In the case of monocytes, the cells are allowed to differentiate into dendritic cells while tumor cells are irradiated. After modification, these cells are injected back into the patient. Systemic delivery of RNAi therapeutics is carried out using the intravenous, ophthalmic (intravitreal), oral, or inhalation route.
Therapeutic applications of shRNA
shRNAs have been used to treat prostate cancer, melanoma, and neurogenerative diseases and is being carefully studied for its use in long-term regulation of target gene in other chronic diseases.
A trial by Huang et al on a murine model studied the use of shRNA in myocardial ischemia by targeting the prolyl hydroxylase-2 (PHD2) protein. Non-invasive molecular imaging of the mouse confirmed that inhibition of PHD2 by shRNA led to a marked improvement in angiogenesis.
The study also observed that the expression of shRNA is consistent when two H1 promoters drive the sense and antisense fragments of shRNA. These sense and antisense fragments are responsible for the knocking down effects that leads to down-regulation of the PHD2 gene in the mouse. PHD2 downregulation, in turn, activates downstream angiogenic proteins as well as genes involved in the hypoxia response pathway.
Studies have also shown the ability of retrovirally delivered shRNA in suppressing human immunodeficiency virus (HIV-1) infection for longer periods compared to other conventional HIV therapies.

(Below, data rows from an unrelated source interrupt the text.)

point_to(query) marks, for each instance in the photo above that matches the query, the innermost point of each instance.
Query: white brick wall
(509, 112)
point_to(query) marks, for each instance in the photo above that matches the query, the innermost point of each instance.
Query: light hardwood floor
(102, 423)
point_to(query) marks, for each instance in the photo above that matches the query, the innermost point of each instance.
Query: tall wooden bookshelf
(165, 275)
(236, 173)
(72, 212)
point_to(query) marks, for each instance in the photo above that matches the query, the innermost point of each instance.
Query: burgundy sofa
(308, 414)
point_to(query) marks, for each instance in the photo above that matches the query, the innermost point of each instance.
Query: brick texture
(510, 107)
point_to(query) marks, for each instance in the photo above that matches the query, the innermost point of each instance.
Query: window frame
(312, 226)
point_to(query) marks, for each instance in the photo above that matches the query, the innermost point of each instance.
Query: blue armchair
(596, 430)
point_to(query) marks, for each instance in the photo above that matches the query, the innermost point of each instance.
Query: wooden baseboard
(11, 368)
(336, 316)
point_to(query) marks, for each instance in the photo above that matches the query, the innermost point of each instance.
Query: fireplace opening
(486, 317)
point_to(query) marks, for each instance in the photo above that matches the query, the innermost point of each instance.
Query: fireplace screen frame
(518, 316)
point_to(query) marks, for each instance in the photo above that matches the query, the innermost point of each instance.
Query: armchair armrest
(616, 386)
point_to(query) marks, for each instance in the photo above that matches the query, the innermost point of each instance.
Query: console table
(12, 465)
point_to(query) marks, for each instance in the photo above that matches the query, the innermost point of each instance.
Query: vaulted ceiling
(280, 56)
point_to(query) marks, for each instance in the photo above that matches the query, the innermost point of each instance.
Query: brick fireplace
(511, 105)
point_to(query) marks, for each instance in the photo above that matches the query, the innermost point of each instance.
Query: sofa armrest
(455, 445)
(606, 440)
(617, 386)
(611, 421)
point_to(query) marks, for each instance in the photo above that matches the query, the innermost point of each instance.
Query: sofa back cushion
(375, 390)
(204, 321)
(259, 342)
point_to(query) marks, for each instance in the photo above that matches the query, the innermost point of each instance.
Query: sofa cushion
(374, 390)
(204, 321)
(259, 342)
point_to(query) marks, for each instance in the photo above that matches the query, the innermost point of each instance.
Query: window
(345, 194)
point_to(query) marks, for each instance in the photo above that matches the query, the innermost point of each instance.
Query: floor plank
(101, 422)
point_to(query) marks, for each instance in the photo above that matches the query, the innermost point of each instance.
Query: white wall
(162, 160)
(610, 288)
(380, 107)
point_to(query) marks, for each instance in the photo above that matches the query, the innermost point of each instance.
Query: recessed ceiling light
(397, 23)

ShRNA gene therapy has also been studied on non-obese immunocompromised mice that were injected with CD44+ CD24- cells, to observe its ability to suppress human breast tumors. It is known that CD44+ CD24- cells are the origin of breast tumors and therefore, CD44 down regulation can suppress tumor growth.
In a study by Pham et al, it was observed that a combination regimen of CD44 RNA lentiviral vector and doxorubicin led to strong inhibition of the tumor growth and was found to be safe. This offers a promising prospect in breast cancer treatment by targeting the cancer stem cells.
Realities of using shRNA as a therapeutic intervention
Despite the therapeutic efficacy and versatility of shRNA, some of the studies have demonstrated that shRNAs were sometimes overexpressed leading to acute cytotoxicity, raising concerns of its use as a therapeutic tool. This toxicity arises due to the inherent instability of RNA and their potential immunogenic activity because of which an efficient delivery vehicle is of paramount importance to deliver RNA-based drugs to the targeted cells.
In the future, the use of bi-functional RNAi or chemical modification of RNAi therapeutics may open up the opportunity for greater potency and safety of shRNAs and increase the probability for multi-target therapies.